The blogs are organized by date.

Comments will appear when we've had time to check them. Apology for the inconvenience, but it's a way to keep phishers and spammers off the page.

The main thing I did on Friday was to hit the Writer's and Donuts panel.

The idea for this get-together is if you feed them, they will come.

This may not be as true as it was when I was a starving student, but close to twenty folks showed up for the session.

Unlike last year, when folks sat at cafe-style tables and awkwardly tried to chat with each other, Richard Chwedyk played host and did a round of everyone introducing themselves. Once introductions were done, he initiated conversations about writing tools (amazingly enough, there were less than twenty editors used by the twenty people - but it was close), available resources (mostly Chicago area resources, since the bulk of the attendees were from Chicago-land), and just natter.

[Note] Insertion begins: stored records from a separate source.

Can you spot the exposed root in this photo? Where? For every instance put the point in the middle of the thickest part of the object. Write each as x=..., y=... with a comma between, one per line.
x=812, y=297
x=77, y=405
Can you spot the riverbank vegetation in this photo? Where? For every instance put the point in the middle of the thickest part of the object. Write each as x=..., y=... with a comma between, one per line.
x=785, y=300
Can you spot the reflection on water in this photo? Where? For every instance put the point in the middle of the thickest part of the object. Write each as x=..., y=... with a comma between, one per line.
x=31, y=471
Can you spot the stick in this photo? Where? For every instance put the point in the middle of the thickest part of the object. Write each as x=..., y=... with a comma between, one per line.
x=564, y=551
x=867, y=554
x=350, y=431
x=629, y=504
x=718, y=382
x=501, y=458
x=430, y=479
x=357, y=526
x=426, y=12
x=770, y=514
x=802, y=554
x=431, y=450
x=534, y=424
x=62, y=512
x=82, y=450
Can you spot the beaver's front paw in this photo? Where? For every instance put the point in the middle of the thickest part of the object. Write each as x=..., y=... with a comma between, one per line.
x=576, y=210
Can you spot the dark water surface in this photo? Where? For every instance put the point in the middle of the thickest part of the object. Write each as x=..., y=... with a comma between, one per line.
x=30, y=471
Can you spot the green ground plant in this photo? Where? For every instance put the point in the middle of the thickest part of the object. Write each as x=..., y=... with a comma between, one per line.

I'm of mixed emotion about the change. On one hand, it's hard to walk into a room of strangers, sit at a table with a couple folks you don't know and start talking. OTOH, it's hard to have any sort of meaningful conversation with a crowd of twenty folks.

Overall, I favor this year's hosted style. I didn't have much conversation at the event, but I did make some inroads that led to more conversations when I was folks around the con later.

I handed out copies of "Unintended Consequences" to a couple of the younger (15 year old) authors that came to the session. I'm curious as to whether the stories are too old or too young for them. The grownup critique groups think they are charming kid's stories, which means next to nothing to a real kid.